Cette étude n'a toutefois vocation à connaître les besoins des salariés qui occupent ses murs, mais de prendre le pouls d'un panel représentatif de l'Île-de-France constitué par l'institut de sondage partenaire. Le premier indicateur est qualifié de "mal de siècle". 26% des salariés interrogés se sentent en effet "souvent isolés" au travail.
Par ailleurs, même si 41% le pratiquent déjà, 46% des personnes sondées souhaiteraient télétravailler au moins une fois par semaine. "Le télétravail oui, mais à consommer avec modération", nuance Dimitri Boulte. "Ce n'est pas la panacée et peut renforcer le sentiment d'isolement. Que les entreprises soient conscientes des risques, comme un moindre engagement ou une moindre fidélité. Rien encore ne remplace le lien social."
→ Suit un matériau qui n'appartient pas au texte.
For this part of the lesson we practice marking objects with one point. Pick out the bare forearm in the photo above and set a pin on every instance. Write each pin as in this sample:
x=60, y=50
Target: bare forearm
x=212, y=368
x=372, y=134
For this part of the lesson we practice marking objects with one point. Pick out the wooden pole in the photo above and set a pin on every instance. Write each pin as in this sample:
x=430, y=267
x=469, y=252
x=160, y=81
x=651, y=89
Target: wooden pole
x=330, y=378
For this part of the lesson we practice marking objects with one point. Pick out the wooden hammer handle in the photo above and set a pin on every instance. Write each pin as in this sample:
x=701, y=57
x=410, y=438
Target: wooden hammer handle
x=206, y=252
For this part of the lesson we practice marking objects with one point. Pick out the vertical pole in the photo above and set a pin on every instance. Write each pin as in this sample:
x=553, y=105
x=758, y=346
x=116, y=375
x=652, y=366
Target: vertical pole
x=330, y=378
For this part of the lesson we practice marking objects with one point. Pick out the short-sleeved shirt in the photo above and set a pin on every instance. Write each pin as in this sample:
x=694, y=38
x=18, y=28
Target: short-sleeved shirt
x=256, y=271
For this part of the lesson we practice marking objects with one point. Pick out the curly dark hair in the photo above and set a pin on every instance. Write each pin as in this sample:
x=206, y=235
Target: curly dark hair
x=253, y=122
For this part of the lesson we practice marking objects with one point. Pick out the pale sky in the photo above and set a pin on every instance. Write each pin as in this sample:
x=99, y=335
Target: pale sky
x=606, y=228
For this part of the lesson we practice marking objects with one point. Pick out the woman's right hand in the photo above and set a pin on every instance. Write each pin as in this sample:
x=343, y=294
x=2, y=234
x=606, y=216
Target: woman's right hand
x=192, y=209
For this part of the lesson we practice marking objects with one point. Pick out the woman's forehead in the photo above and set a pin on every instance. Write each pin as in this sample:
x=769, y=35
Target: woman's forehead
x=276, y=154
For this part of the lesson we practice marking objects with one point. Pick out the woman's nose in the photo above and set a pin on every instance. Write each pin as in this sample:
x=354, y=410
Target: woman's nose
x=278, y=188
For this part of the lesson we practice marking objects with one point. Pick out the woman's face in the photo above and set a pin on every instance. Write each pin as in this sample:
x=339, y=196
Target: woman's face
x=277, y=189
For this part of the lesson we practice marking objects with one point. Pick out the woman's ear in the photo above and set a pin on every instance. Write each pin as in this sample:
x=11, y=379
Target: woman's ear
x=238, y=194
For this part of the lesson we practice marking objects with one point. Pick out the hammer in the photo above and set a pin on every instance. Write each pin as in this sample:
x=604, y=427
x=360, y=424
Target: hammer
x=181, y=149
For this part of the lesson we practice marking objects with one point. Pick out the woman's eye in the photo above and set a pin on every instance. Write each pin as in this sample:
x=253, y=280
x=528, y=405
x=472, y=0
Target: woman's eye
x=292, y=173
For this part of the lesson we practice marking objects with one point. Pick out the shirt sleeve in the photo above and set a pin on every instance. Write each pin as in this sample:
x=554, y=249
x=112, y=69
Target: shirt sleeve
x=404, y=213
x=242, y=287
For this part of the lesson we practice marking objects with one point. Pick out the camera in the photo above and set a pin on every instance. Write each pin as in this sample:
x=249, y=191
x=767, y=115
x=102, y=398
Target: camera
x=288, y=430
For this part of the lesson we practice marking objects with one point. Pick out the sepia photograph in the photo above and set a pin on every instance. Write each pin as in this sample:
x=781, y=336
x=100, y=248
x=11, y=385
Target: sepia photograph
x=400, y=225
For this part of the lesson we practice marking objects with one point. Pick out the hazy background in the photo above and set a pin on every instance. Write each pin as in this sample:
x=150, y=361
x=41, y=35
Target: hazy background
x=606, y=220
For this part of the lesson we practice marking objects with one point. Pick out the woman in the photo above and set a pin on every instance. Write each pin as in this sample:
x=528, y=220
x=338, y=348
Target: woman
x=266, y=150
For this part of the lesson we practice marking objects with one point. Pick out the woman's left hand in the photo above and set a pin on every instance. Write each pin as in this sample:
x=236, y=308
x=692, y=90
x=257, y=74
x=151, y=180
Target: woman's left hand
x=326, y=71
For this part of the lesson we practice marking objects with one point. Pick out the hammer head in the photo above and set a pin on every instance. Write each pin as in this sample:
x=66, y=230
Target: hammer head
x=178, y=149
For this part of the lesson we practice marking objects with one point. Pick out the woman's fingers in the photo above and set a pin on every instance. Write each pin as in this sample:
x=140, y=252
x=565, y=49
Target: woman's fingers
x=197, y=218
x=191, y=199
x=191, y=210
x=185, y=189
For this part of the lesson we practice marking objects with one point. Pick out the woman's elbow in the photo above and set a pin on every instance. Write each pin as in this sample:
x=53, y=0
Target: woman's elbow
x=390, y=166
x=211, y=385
Vantée comme l'outil du travailleur moderne, l'hyperconnexion génère uniquement du stress, de la dispersion et par conséquent un manque de concentration, notamment pour 68% des moins de 35 ans. "Tous les jeunes souhaitent une perméabilité plus grande entre les vies pro et perso, mais vivent toute immixtion comme une intrusion", insiste le dirigeant. "Il faut trouver l'équilibre. Le vrai réseau social demeure le lien réel, avant Linkedin ou Whatsapp."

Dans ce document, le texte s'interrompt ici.